For a small — much too small — number of you in Congress, that call is leading you to stand up and speak up and act courageously to stop the coup currently in progress against the lawful government of the USA, including against the Congress of the United States.
For far too many of you in Congress, that call is faint, barely heard above the chaos being generated hourly by the would-be tyrants and their minions; barely heard above the voices of your own fears or doubts or disbelief or shock or denial or any combination of those and more.
For a specific and dangerously large number of you in Congress, that call has been equated with saying “it became necessary to destroy the Constitution to save it.”

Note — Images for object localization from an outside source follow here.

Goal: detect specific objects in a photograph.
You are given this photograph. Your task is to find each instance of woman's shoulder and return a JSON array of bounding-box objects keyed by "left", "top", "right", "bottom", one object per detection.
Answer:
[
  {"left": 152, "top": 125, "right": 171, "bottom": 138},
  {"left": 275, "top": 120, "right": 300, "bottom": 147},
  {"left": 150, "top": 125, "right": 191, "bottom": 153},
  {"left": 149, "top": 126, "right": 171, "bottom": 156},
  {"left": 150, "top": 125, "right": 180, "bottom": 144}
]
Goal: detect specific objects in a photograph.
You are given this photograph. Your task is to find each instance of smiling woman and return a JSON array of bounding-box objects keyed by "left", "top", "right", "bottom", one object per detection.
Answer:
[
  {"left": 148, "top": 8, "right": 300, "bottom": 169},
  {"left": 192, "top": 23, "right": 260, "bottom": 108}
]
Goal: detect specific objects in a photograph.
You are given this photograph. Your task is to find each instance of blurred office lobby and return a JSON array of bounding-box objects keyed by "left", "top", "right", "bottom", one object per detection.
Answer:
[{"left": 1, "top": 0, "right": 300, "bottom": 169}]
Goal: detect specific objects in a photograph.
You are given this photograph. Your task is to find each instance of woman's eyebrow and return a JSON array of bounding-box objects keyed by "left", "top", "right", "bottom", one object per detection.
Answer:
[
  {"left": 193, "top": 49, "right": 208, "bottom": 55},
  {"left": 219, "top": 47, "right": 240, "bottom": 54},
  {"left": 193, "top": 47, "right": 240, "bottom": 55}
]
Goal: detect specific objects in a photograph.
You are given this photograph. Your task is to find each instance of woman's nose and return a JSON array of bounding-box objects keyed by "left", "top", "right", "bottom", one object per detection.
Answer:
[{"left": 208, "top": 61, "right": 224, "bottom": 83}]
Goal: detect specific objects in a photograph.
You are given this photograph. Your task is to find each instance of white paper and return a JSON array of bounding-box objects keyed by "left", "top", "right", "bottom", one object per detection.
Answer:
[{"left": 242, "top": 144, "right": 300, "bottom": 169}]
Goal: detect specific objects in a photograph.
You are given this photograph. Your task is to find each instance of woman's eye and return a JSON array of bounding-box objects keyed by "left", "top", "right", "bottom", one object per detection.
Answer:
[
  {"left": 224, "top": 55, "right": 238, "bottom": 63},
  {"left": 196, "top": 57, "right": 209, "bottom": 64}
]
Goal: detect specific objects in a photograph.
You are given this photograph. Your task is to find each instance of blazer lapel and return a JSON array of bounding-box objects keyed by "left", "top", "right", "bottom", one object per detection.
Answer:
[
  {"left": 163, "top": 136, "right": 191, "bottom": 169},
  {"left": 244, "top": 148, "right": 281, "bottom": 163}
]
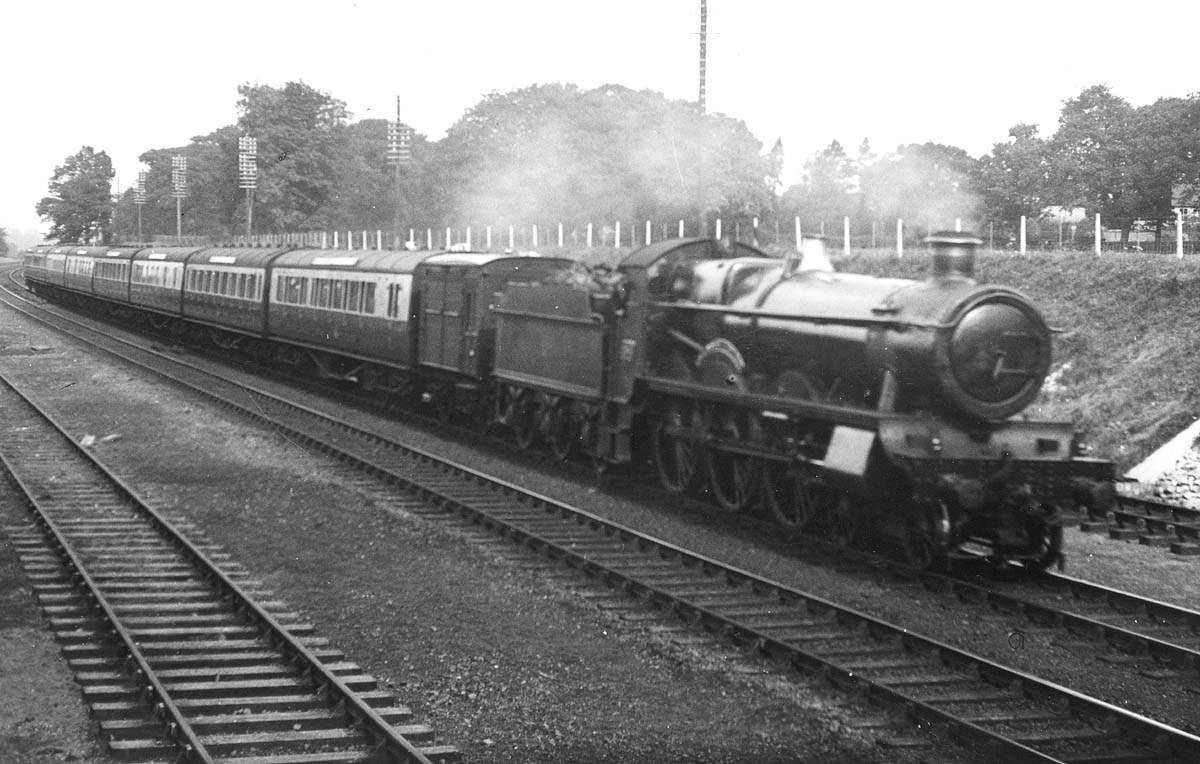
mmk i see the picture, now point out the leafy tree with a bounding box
[36,146,115,243]
[781,140,856,231]
[1125,96,1200,240]
[429,84,770,237]
[976,123,1051,225]
[1046,85,1138,240]
[119,126,245,240]
[858,142,979,231]
[237,82,350,231]
[0,228,8,258]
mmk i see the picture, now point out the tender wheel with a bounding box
[762,462,828,531]
[548,402,577,461]
[703,407,760,512]
[511,392,539,451]
[651,401,702,494]
[432,387,455,425]
[825,495,861,547]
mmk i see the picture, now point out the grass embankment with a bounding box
[838,250,1200,473]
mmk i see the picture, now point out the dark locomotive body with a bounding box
[487,235,1114,568]
[21,236,1115,569]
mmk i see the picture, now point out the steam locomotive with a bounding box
[22,234,1115,569]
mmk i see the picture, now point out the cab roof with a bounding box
[617,237,770,270]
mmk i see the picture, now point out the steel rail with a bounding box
[0,369,441,764]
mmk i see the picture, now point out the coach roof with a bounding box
[56,245,143,259]
[189,246,291,268]
[131,246,207,264]
[271,248,436,273]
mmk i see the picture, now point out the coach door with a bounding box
[419,266,465,372]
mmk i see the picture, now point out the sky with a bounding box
[4,0,1199,240]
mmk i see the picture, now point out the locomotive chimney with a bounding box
[924,232,981,280]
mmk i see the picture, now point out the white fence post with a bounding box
[587,223,593,247]
[645,220,652,246]
[558,223,564,248]
[1094,214,1102,255]
[715,218,722,239]
[615,221,621,248]
[843,216,850,255]
[486,226,492,251]
[1178,208,1185,259]
[1020,216,1027,255]
[508,225,514,251]
[896,218,903,257]
[679,219,685,238]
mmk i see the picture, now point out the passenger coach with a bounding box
[129,246,204,321]
[265,249,431,385]
[183,247,289,341]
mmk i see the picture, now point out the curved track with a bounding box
[4,264,1200,762]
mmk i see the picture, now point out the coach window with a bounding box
[386,283,401,318]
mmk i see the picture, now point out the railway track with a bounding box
[0,371,457,763]
[3,267,1200,762]
[1082,495,1200,556]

This is the ever-present problem of subjectivity of human interpretation. Your oath or affirmation as a congressperson means to you only what it means to you. As a call to heed that might put you and your colleagues all in the same hand-basket, it is not much use.
There is another call, quite a different one, that you may not be hearing. Perhaps you have never heard it. This call invites you to heed — to consider — the consequences of your actions, beyond your personal beliefs, dogmas, imaginings, fantasies, and expectations. Because consequences care nothing about your personal beliefs, dogmas, imaginings, fantasies, expectations, or anything else. They will be what they will be, whether you like them or not. And they will accrue to you, whether you want them or not.
It’s a given that if the coup succeeds, you few courageous congresspeople boldly standing up and speaking out and acting on your oath or affirmation to defend the constitution will suffer for your resistance. You will be punished — probably brutally, because this coup is led by people who behave brutally, aided and abetted by followers who behave brutally — including a non-trivial percentage of congresspeople.
If you are opposed to this putsch, but are not one of the courageous ones in Congress giving your all to stopping it, you may think you will escape any significant consequences. Keep your head down, this too shall pass, it’s not that bad, the midterms will turn the tide, it’s only four years, and so on. You will find out, too late, that you were wrong. Even a brief study of dictatorships will show you that merely not supporting the coup is more than adequate reason for punishment.
At the very least you will be out of a job, because if there is any part of the government called “Congress” after the coup, membership will be restricted to rubber-stamping sycophants. If you truly want to engage in public service, you will be unable to, because tyrants serve only themselves. At worst, you — and perhaps your family and/or loved ones — will be treated brutally. Just because they can, and also of course as a warning to others.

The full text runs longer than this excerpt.